Une position que partage Ali Id Elouali, membre du conseil municipal et adjoint au maire en charge de l’écologie urbaine. Déambulant le long des rues paisiblement submergées, l’élu écologiste trouve à cette « parenthèse enchantée » des vertus inespérées : « On voit enfin le fleuve ! D’ordinaire, la Seine pourrait disparaître qu’on ne s’en rendrait même pas compte, tellement on l’a corsetée. Mais grâce à la crue, les gens réapprennent à vivre avec elle. Il nous faut retrouver l’imaginaire du fleuve, à la fois confident, et inquiétant. » Opposant à la ligne « productiviste » de la majorité municipale, il plaide pour un nouvel urbanisme, lui aussi appuyé sur le fleuve, mais désormais doté d’une « personnalité morale » : « Il faut accorder des droits au vivant. Juridiquement, il nous faudra prendre en compte la Seine lors du prochain Plan Local d’Urbanisme, et ne pas vivre dans son déni comme jusqu’à présent. Nous devons créer une identité culturelle du fleuve, qui irriguera la ville entière ». Et pourquoi pas jusqu’à imaginer un « marché flottant, comme en Asie, qui relierait les deux rives » ?
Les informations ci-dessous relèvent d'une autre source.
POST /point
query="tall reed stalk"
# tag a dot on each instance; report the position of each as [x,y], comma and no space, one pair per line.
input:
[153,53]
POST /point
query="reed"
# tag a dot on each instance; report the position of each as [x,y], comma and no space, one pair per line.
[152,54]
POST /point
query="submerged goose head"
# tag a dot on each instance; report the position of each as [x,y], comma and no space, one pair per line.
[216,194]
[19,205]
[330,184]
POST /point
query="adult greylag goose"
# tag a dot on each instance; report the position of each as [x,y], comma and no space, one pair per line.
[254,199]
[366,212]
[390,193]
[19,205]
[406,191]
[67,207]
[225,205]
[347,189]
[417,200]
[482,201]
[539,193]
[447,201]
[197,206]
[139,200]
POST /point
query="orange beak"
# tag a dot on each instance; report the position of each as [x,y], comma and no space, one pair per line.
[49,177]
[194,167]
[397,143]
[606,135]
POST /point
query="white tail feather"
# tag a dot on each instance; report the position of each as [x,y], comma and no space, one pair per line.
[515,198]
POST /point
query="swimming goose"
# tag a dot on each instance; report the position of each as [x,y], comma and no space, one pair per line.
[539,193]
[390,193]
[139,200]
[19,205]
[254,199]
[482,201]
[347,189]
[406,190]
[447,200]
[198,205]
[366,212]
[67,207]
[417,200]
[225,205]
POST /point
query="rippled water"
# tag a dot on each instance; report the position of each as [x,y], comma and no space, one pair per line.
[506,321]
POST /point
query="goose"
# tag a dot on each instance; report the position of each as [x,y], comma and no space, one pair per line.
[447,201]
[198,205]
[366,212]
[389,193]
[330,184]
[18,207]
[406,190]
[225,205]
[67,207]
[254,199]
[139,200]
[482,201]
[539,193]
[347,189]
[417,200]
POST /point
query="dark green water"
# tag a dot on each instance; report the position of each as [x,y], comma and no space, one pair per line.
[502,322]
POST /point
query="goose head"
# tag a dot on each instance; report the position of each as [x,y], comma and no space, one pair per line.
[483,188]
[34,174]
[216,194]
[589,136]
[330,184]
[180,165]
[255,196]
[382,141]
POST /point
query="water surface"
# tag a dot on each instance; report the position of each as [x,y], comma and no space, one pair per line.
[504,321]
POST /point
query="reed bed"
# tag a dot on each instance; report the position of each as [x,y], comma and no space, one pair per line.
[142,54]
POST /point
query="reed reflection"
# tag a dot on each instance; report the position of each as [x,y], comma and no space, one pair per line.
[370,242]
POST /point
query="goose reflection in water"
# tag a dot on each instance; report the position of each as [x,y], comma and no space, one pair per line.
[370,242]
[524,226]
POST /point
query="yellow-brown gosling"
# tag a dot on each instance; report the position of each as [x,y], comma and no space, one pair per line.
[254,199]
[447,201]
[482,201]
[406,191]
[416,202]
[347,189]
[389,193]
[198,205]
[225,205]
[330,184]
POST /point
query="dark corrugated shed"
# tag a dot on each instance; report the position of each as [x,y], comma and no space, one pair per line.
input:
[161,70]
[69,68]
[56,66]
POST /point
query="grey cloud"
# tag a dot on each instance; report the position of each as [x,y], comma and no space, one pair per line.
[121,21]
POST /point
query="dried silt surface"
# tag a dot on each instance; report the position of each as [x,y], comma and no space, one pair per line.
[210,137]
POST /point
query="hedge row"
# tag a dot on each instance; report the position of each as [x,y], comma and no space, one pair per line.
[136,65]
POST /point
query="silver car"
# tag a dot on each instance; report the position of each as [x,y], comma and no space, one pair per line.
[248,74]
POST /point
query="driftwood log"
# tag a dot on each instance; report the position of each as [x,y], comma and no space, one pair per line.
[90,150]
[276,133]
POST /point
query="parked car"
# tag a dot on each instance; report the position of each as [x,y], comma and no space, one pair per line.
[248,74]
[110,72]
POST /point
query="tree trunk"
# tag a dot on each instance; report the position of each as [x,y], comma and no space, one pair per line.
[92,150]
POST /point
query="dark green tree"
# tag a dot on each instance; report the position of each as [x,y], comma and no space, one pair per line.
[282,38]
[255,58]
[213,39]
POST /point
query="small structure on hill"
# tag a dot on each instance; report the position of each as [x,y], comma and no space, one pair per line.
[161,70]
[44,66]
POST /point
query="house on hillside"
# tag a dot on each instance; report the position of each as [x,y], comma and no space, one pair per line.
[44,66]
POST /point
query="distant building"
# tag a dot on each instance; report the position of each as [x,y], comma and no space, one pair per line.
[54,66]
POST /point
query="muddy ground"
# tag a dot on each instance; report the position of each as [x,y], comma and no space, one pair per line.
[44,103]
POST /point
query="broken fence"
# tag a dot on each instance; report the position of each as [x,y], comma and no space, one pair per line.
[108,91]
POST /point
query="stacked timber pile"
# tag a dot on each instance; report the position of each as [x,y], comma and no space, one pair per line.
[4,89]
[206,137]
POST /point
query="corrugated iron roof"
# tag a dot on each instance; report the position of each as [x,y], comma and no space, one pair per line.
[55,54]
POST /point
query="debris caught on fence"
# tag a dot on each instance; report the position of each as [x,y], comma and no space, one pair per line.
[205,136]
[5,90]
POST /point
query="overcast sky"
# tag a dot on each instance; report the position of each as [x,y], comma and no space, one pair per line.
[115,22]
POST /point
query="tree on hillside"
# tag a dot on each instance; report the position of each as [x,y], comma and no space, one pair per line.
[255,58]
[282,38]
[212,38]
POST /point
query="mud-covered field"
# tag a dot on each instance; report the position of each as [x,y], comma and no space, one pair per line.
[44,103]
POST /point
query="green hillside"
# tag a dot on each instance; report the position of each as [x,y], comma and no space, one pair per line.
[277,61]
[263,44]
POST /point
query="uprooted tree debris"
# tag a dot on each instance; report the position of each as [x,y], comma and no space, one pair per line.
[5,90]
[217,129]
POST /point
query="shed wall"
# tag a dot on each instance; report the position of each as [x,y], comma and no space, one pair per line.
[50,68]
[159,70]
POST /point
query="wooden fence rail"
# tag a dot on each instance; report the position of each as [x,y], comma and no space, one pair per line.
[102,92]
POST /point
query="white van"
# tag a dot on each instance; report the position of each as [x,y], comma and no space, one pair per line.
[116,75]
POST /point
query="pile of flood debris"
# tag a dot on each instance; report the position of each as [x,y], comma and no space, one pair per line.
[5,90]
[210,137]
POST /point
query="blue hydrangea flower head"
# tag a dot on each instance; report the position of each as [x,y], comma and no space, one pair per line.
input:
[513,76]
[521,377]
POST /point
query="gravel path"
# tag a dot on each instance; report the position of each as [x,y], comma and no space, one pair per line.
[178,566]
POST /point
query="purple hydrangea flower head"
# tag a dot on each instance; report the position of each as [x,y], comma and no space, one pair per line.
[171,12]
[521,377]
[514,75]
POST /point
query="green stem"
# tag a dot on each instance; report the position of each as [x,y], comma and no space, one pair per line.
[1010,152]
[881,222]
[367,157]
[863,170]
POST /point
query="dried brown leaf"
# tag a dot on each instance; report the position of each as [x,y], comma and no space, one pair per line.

Ce programme politique teinté d’idéalisme ne convainc pas Lionel Juglair, président de l’association Graines de Seine et du jardin partagé situé dans le parc de la Grande Mademoiselle, en bordure du cours d’eau. « La rêverie poétique ne changera pas la ville. » Pessimiste, il regrette qu’il soit « déjà trop tard. La solution, ç’aurait été de faire autrement avant. La crue vient très clairement de la bétonisation du quartier. Lorsque ce n’était qu’un terrain vague, la zone était moins inondable. » Un avis qu’il partage avec Ali Id Elouali, à qui la nouvelle crue, après celle de 2016, inspire une image originale : « C’est le pyromane qui joue à l’ambulancier. »

Au Port, chaque crue ramène à la surface le passé industriel de la ville, et surtout, de sa désindustrialisation, toujours mal digérée. Aux voix qui l’accusent d’avoir bétonisé l’endroit, Didier Guillaume répond avec pragmatisme : « Auparavant, il y avait ici des cuves Shell, très proches du fleuve et du reste de la ville. Ne valait-il pas mieux les raser et y construire une médiathèque pour la sécurité et le bien-être de tous ? » Le maire explique ainsi l’urbanisation du Port comme une manière de rompre avec l’héritage industriel : « Les banlieues ouvrières avaient historiquement tendance à considérer la Seine de manière strictement utilitaire. Elles se développaient dos à elle, pour ainsi dire. À présent, nous devons retourner au fleuve. »

S’il part lui aussi du douloureux passé communal, Ali Id Elouali propose une autre voie de développement, fondée sur la résilience. « Une ville est résiliente aux plans écologique et psychologique. Écologique, car il s’agit de nous adapter aux conséquences de l’emballement climatique. Psychologique, parce que dans les anciennes banlieues ouvrières, il nous faut dépasser le trauma de l’industrialisation pour apprendre à vivre avec la nature ».